For most of my life, I worried about making sure I’m able to get my mother out the hood. I worried that she wouldn’t approve of some of the risks I wanted to take. I worried weather my next move would reflect my family badly. I worried a lot but all that did was place me in a box, not because of anyone else just off of my paranoid inner thoughts. Today I am reprogrammed.
I’ve always had it in me, the drive, desire and determination but I also had the worries and what if’s. Today I write to express that whatever it is that you’re dealing with, don’t let it stop you from being your happiest self. Let go of all those worries and focus on what brings YOU joy, YOU alone, don’t think twice what others will think or how they will look at you. What makes you happy may make the next person cringe.
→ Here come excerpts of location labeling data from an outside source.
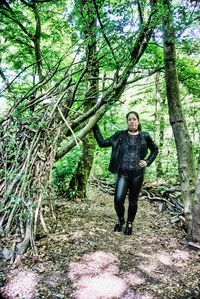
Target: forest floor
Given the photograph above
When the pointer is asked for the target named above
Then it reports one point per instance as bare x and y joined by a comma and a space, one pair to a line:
83, 258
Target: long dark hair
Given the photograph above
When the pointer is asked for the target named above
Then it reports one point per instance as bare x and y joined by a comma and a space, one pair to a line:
137, 115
I will be pulling away from my day job to refocus on my businesses, which actually brings me joy. Working for others is cool but when you have big dreams of your own it’s hard to help push someone else’s while not having the time to focus on your own. I want to share the real, I write daily, most times in the moment to share my true emotions and experiences. A lot of this ties back to being fatherless, wondering day in and day out if things would have been different if my father was alive. I know it would of been, I know I would of had a KING, I know I would of had a protector but I also know I would still go through ups and downs. It’s apart of life.
I live for my father, hence the reason I check myself anytime I get discouraged or rejected. That comes with the territory here on earth, I am daily reprogramming my thought process, the way I handle situations and my overall mentality. I am meant to go through these motions in order to fulfill my purpose here on earth, one day I’ll help other reprogram their lives and overcome the challenges placed before them.